Pour la deuxième fois depuis 2018, les gouverneurs des huit zones du lac Tchad les plus touchées par l’insurrection de Boko Haram se réunissent lors d’un forum de 48 heures à Niamey, au Niger. De l’avis de nombreux participants, l’ampleur de la crise de Boko Haram est phénoménale et ses causes complexes.

 

 

Il existe d’abord un déficit structurel en matière de développement, une rupture de contrat social avec une insurrection violente perpétrée par les extrémistes, et enfin, une catastrophe environnementale annoncée irréversible.
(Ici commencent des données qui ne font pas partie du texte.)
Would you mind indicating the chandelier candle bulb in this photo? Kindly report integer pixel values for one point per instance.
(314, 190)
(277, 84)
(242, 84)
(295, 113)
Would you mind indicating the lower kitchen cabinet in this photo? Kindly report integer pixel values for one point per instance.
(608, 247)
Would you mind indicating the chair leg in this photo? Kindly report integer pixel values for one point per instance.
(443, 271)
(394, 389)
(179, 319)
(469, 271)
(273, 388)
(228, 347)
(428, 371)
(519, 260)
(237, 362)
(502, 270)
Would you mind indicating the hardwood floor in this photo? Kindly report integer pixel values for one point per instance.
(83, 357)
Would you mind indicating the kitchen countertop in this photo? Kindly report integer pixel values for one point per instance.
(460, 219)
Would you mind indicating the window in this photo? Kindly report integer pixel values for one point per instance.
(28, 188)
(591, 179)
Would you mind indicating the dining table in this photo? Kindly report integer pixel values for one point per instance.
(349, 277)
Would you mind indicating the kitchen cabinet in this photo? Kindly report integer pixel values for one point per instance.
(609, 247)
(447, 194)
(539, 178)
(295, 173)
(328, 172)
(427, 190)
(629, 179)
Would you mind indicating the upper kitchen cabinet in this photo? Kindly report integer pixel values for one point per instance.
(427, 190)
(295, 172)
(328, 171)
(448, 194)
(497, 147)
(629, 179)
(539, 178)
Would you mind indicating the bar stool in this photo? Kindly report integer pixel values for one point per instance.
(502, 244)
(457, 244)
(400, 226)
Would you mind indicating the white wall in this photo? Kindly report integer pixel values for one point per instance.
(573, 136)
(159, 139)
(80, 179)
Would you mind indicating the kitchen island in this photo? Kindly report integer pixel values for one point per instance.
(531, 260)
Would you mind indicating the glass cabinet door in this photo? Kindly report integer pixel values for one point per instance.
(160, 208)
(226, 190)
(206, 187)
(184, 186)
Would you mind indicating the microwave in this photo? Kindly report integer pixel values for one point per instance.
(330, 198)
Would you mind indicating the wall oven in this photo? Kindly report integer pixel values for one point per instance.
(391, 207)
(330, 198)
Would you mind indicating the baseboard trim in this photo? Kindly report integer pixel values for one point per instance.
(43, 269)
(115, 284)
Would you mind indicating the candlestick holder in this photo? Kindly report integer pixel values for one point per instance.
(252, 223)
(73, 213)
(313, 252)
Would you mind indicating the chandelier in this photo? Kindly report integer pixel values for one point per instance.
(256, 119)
Boko Haram échappe au contrôle des frontières de quatre pays, ce qui nécessite, dit-on, une réponse régionale et appropriée.

 

 

2,5 millions de déplacés

 

Pour le représentant régional des Nations unies en Afrique de l’Ouest et au Sahel, Mohamed Ibn Chambas, le forum de Niamey offre une feuille de route pour sortir de la crise. Les populations du bassin du lac Tchad demandent des actions concrètes et Boko Haram doit être vaincu, a-t-il ajouté. Mais la solution militaire ne suffit pas pour un responsable de l’État de l’Adamawa au Nigeria. Selon lui, il faut intégrer les repentis de Boko Haram, impliquer les communautés locales et passer de l’urgence au développement.